Uma fuga extraordinária, troca de tiros com a polícia, o cotidiano em um esconderijo e seus dotes como uomo d'onore (homem de honra), como se chamam os mafiosos. O roteiro banalizado por filmes de ação em todo o mundo faz parte das canções de Gregorio Bellocco, mafioso calabrês capturado em seu bunker na cidade de Rosarno em 2005, integrante da 'Ndrangheta, a máfia mais poderosa do país atualmente, que mantém tradições como a prática de extorsão e os casamentos entre membros da mesma família.

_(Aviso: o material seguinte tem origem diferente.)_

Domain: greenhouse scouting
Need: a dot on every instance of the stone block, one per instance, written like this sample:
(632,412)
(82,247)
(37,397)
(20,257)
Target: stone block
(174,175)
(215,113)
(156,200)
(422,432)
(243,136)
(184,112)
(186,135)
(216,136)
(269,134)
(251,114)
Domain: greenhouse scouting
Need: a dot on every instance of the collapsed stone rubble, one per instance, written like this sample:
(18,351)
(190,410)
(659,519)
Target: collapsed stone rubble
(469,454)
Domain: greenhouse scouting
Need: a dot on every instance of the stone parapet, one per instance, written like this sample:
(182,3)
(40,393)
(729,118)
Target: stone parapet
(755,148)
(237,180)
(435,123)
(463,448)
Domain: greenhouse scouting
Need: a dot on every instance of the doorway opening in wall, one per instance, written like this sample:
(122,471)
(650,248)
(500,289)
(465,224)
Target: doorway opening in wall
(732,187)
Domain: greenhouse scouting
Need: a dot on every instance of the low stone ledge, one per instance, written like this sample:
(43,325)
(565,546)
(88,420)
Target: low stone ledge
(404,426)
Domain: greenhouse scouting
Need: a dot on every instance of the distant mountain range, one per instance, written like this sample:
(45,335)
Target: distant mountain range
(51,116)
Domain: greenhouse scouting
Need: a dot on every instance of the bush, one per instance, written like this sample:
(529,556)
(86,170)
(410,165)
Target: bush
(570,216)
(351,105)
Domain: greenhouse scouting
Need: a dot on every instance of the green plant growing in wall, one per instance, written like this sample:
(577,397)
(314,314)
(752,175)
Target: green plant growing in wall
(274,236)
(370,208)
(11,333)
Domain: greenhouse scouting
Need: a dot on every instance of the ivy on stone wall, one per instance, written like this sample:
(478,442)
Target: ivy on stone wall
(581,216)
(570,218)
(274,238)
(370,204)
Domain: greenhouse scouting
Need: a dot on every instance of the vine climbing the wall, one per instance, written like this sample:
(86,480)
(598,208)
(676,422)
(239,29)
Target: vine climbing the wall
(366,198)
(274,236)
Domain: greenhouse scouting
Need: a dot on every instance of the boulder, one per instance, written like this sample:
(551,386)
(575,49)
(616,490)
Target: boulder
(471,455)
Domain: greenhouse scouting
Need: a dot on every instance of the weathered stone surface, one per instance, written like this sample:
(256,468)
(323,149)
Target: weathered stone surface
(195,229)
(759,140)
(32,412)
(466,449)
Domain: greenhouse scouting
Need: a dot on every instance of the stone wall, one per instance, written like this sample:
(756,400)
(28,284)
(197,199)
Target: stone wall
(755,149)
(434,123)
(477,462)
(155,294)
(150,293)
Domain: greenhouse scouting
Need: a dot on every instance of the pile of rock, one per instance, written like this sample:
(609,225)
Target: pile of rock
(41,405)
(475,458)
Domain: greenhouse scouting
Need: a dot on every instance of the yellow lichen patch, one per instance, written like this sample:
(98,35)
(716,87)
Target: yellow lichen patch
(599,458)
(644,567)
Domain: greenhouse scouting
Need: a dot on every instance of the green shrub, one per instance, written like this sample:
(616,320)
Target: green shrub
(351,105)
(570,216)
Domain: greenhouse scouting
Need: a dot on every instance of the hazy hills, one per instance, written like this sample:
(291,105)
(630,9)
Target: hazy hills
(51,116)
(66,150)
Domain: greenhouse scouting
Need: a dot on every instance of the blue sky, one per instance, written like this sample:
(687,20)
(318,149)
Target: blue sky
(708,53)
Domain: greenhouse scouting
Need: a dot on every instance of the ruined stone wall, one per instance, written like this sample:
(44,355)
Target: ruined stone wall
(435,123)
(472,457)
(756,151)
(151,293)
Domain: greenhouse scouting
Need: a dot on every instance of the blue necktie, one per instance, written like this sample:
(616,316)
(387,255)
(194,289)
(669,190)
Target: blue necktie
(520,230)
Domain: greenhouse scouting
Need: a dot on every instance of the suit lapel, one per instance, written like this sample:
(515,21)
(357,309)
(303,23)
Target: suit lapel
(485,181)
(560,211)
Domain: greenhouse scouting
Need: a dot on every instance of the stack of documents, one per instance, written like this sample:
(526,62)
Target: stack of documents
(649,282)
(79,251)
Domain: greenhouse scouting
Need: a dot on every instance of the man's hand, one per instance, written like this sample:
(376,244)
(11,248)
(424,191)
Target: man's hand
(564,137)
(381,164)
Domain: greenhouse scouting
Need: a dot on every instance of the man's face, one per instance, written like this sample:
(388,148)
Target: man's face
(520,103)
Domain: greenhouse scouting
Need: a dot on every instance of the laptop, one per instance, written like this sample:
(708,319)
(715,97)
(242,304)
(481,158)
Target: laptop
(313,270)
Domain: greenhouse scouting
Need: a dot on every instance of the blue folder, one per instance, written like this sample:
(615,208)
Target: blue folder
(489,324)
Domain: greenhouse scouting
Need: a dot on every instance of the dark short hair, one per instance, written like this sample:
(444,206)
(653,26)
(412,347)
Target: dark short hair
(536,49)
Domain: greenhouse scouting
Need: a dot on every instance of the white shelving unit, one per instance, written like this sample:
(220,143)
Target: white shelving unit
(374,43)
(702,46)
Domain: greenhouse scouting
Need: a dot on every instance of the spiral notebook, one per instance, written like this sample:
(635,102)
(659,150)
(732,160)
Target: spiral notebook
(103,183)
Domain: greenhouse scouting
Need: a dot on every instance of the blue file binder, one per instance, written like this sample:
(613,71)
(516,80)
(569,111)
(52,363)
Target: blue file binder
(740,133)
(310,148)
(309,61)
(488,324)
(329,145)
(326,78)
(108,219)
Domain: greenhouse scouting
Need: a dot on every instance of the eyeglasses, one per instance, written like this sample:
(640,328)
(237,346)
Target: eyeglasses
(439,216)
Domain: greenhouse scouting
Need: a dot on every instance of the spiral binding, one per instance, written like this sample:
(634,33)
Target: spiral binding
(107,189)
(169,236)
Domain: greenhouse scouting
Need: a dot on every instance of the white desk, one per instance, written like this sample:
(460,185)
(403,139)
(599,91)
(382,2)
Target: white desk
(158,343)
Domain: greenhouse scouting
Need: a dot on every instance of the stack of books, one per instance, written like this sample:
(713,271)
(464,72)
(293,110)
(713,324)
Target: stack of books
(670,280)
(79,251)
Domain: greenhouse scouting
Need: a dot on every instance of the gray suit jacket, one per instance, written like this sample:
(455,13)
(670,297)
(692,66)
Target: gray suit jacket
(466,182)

Policial escolta um dos 67 presos em operação na Calábria contra a 'Ndrangheta
Policial escolta um dos 67 presos em operação na Calábria contra a 'Ndrangheta
Foto: AFP

Bellocco, um dos mafiosos mais procurados à época, escrevia poesias e as musicava, postando algumas delas na internet e vendendo outras em forma de CD clandestino no melhor estilo "proibidão do funk". Sua música mais famosa, Circondatu, conta como o boss - hoje preso após nove anos de clandestinidade - conseguiu escapar da polícia que o cercava em seu bunker subterrâneo em 2003. A fuga, relatada como heroica, teria sido feita "pelas águas geladas de um riacho". Circondatu será usada pela procuradoria italiana no processo contra Bellocco, acusado de tráfico, extorsão e fraudes em obras públicas.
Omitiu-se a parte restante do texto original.